Fellowship will fund research into myelin sheath repair in MS
UMass PhD student to use award to study role of microglia in remyelination
A PhD student at the UMass Chan Medical School will use funding from a newly awarded fellowship to advance his research into the mechanisms used by cells to repair myelin, the protective sheath around nerve cells that’s damaged in multiple sclerosis (MS) and other demyelinating conditions.
The ongoing research by new fellow Jacob Stillman may open new therapeutic avenues to boost myelin repair, or remyelination, which may help to slow or even reverse the progression of these disorders.
Stillman is the recipient of a Ruth L. Kirschstein National Research Service Award Individual Predoctoral Fellowship, which is given to promising doctoral candidates, according to a university press release. The award will provide up to five years of support to Stillman for his dissertation research.
The fellowship funding is from the National Institutes of Health’s National Institute of Neurological Disorders and Stroke.
Stillman is pursuing his doctoral studies in the lab of Dorothy Schafer, PhD, an associate professor of neurobiology at the Massachusetts school, who says that her student is already advancing the field of myelin sheath repair.
PhD candidate’s work already shows promise in myelin sheath repair
MS is marked by inflammatory damage and loss of the myelin sheath — called demyelination — in the brain and spinal cord. When myelin is damaged, nerve cells cannot send electrical signals as effectively, which causes neurological problems that give rise to MS symptoms.
As myelin is damaged, the resulting debris must be cleared to make room for new myelin. This cleanup process is usually done by microglia, the resident immune cells in the brain.
However, remyelination is not very efficient in MS due to ongoing inflammation. Further, it tends to worsen with age. Stillman’s work has shown that microglia may actually prevent remyelination from occurring.

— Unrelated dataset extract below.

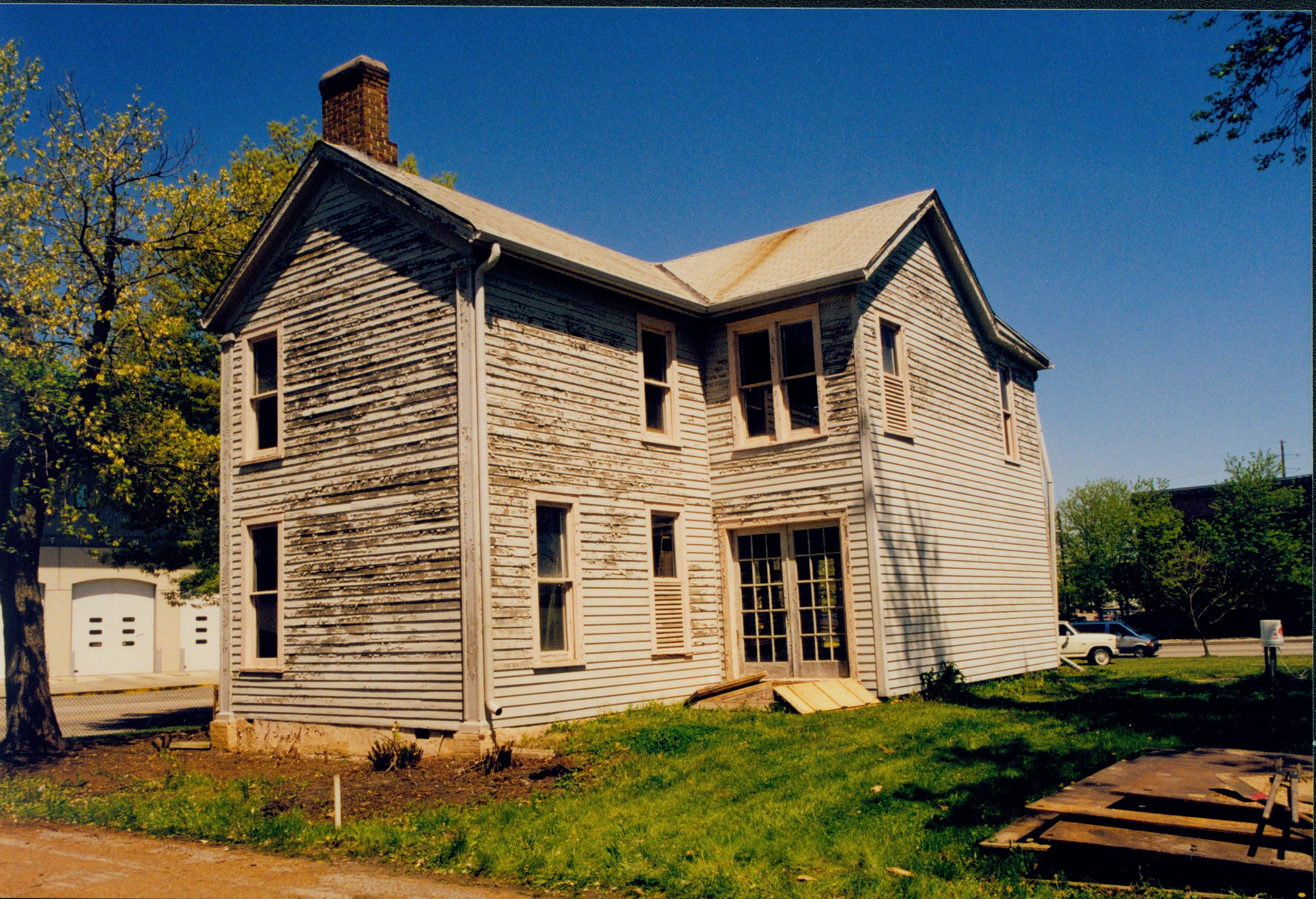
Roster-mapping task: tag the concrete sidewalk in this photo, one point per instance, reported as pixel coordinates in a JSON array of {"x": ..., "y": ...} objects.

“During demyelination, brain resident innate immune cells called microglia eat myelin debris and dying cells to clear lesions for remyelination,” Stillman said.
“As people get older, or the disease switches into a progressive phase, demyelinated lesions aren’t able to remyelinate efficiently. We found that as microglia eat myelin debris, this can trigger antiviral signaling pathways and harm the ability of the central nervous system to remyelinate,” he added.
Microglia in the brain eat cell debris, which normally reduces inflammation and promotes regeneration, but Jacob’s work shows for the first time that overeating cell debris in the diseased brain can cause the opposite.
In his research, Stillman is focusing on a family of protein receptors called toll-like receptors (TLRs), which play a critical role in activating a large variety of immune cells, including microglia.
Specifically, he will be investigating TLRs in endosomes, or sac-like structures inside cells used by some viruses for cellular entry and transport.
According to Schafer, this work “offers a completely new target for therapeutic intervention.”
“Microglia in the brain eat cell debris, which normally reduces inflammation and promotes regeneration, but Jacob’s work shows for the first time that overeating cell debris in the diseased brain can cause the opposite,” Schafer said.
Stillman is working to become a specialist in brain and spinal cord immunology and hopes to establish himself as a professor in the future. The student from New York says his interest in science started at “a very young age.”